Revision history [back]
 | 1 | initial version |
After executing the start of your code :
sage: h
(p1, alpha, beta) |--> 1/(p1^(2/3)*(-p1 + 1)^(2/3))
sage: k`k`
(p1, xi) |--> -(e^(-p1*xi) - 1)*e^(-p1*xi)
sage: hk
(p1, alpha, beta, xi) |--> -(e^(-p1*xi) - 1)*e^(-p1*xi)/(p1^(2/3)*(-p1 + 1)^(2/3))
Both h and k are symbolic functions (more precisely callable symbolic expressions needing respectively three and four arguments. But so is hk which needs four arguments.
iuntegrate works on symbolic expressions, not on such functions. What you intended is probably :
sage: definite_integral(hk(p1, alpha, beta, xi), p1, 0, 1)
integrate((e^(p1*xi) - 1)*e^(-2*p1*xi)/(p1^(2/3)*(-p1 + 1)^(2/3)), p1, 0, 1)
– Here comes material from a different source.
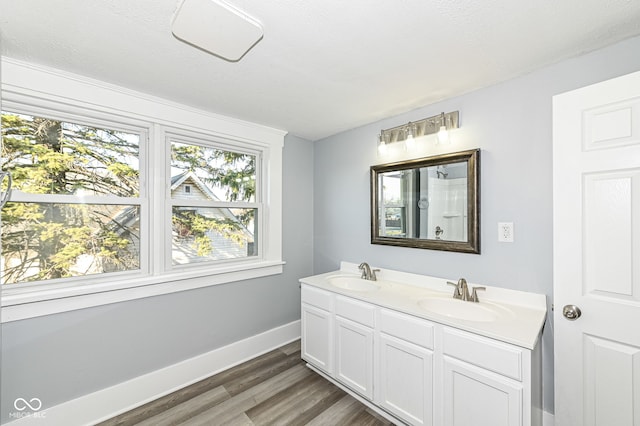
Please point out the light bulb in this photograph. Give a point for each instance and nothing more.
(382, 146)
This integral turns out to be undoable by the four built-in integrators ; mathematica_free fails to return anything. However, Mathematica boasts :
sage: mathematica.Integrate(hk(p1, alpha, beta, xi), (p1, 0, 1)).sage()
sqrt(pi)*(bessel_I(-1/6, 1/2*xi)*e^(1/2*xi) - 2^(1/6)*bessel_I(-1/6, xi))*xi^(1/6)*e^(-xi)*gamma(1/3)
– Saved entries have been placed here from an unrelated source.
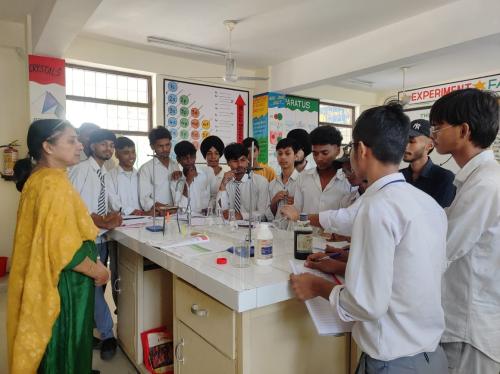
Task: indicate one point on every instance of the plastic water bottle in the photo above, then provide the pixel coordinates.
(263, 245)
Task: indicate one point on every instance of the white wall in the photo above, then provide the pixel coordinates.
(14, 118)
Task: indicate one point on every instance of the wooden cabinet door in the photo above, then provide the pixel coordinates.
(127, 301)
(194, 355)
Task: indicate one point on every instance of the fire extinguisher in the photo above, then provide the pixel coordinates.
(10, 156)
Note, however, that Mathematica fails to integrate the indefinite integral :
sage: mathematica.Integrate(hk(p1, alpha, beta, xi), p1)
-Integrate[(-1 + E^(-(p1*xi)))/(E^(p1*xi)*(1 - p1)^(2/3)*p1^(2/3)), p1]
which renders impossible the verification by re-differentiation. The only possible "raincheck" would be to plot the numerical value of the Mathematica ex^ression againts the numerical integration for various value of xi, and to check that these value do not depend on alpha nor beta...
Summary : Here may be tygers...
HTH,